Giovanna Ricuperati, Presidente di Confindustria Bergamo, ha commentato: «È stata un’edizione di svolta per IVS - Industrial Valve Summit, che ha segnato un salto di qualità, facendo acquisire alla manifestazione un profilo marcatamente internazionale, sia per quanto riguarda gli espositori che per i visitatori. In parallelo è ulteriormente cresciuta la partecipazione alle proposte di approfondimento scientifico e tecnico. Numeri che qualificano la manifestazione come evento leader per il settore e confermano l’importanza di un approccio attento alla valorizzazione delle filiere, applicabile anche ad altre eccellenze industriali del territorio».  

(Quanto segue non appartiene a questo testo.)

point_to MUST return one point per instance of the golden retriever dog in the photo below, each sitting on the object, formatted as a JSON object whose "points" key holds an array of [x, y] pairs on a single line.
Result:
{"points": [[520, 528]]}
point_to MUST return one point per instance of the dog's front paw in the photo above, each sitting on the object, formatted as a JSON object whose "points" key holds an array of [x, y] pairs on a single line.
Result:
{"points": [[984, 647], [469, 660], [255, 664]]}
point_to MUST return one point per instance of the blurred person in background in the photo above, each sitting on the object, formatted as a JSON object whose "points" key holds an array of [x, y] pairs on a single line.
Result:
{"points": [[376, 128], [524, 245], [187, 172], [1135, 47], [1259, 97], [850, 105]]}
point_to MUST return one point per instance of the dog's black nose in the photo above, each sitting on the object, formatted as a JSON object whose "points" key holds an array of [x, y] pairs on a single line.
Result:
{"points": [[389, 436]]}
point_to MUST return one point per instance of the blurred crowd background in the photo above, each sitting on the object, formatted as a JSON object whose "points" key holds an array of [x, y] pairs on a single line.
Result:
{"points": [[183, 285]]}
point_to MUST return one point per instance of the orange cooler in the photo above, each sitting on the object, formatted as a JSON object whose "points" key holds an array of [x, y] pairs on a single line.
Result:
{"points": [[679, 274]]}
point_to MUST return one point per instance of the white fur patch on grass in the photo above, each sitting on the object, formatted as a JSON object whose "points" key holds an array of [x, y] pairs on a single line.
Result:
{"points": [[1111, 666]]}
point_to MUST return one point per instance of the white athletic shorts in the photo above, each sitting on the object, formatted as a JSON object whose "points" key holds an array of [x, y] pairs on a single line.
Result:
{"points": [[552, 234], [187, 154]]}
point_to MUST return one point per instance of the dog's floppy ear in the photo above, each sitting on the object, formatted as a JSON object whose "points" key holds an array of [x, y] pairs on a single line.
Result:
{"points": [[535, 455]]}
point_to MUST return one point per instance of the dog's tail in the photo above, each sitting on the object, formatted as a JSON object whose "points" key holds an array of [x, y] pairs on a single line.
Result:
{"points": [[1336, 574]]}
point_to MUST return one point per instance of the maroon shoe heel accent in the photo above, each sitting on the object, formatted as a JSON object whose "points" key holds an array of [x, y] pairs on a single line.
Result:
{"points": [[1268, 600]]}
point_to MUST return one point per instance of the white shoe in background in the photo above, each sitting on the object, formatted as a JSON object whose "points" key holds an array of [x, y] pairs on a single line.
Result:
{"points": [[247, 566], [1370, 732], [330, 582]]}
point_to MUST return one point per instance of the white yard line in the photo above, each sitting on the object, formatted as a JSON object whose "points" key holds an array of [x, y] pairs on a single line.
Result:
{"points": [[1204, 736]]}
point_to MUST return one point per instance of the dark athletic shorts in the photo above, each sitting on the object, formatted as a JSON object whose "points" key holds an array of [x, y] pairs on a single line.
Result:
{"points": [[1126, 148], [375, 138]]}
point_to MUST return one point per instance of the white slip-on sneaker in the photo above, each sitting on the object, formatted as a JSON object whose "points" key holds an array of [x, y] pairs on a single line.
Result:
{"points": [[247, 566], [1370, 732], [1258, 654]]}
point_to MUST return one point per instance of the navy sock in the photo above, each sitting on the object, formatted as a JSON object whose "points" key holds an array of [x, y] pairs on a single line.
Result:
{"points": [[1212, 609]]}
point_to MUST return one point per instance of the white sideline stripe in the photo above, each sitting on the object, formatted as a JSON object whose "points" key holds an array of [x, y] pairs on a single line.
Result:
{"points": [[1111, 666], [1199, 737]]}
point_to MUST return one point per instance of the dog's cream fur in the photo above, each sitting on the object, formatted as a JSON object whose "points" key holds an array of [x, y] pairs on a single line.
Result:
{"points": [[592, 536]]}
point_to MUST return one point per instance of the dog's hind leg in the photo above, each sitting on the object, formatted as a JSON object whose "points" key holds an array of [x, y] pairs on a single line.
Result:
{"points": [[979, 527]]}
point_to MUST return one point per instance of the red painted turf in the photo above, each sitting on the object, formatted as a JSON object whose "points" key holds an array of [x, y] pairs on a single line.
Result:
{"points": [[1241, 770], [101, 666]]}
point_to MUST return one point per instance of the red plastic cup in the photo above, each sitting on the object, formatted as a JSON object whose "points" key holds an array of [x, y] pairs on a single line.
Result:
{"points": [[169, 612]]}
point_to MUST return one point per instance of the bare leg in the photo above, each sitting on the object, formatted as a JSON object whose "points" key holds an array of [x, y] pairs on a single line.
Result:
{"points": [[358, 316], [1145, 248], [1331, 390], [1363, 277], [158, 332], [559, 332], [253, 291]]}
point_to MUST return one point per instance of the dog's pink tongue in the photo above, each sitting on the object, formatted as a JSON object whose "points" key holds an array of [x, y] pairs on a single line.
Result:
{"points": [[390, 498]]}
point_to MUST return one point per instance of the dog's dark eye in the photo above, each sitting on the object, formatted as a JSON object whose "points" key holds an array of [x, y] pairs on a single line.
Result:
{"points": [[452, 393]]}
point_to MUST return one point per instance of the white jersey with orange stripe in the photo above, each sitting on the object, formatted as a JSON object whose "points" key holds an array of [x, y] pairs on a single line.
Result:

Paolo Agnelli, Presidente di Promoberg, ha aggiunto: «L’edizione 2026 ha ulteriormente evidenziato l’importanza strategica di una fiera fortemente voluta e sostenuta da Promoberg di concerto con Confindustria, evento capace di valorizzare in chiave internazionale una filiera d’eccellenza. IVS ha pienamente raggiunto l’obiettivo di richiamare sempre più attenzione su un settore all’avanguardia, sviluppando rilevanti opportunità di business e al tempo stesso occasioni uniche di confronto e approfondimento a livello scientifico e tecnologico. La crescita registrata quest’anno, sommata all’alto livello qualitativo delle imprese e ai riscontri più che positivi raccolti tra buyer e operatori, confermano la valenza del progetto. Il Summit rappresenta il fiore all’occhiello nel percorso di internazionalizzazione di Promoberg e della Fiera di Bergamo. Stiamo rafforzando le sinergie con il territorio e con player internazionali, studiando nel contempo nuovi eventi per collocare il nostro polo e le sue attività al centro di una delle macroregioni più importanti al mondo».  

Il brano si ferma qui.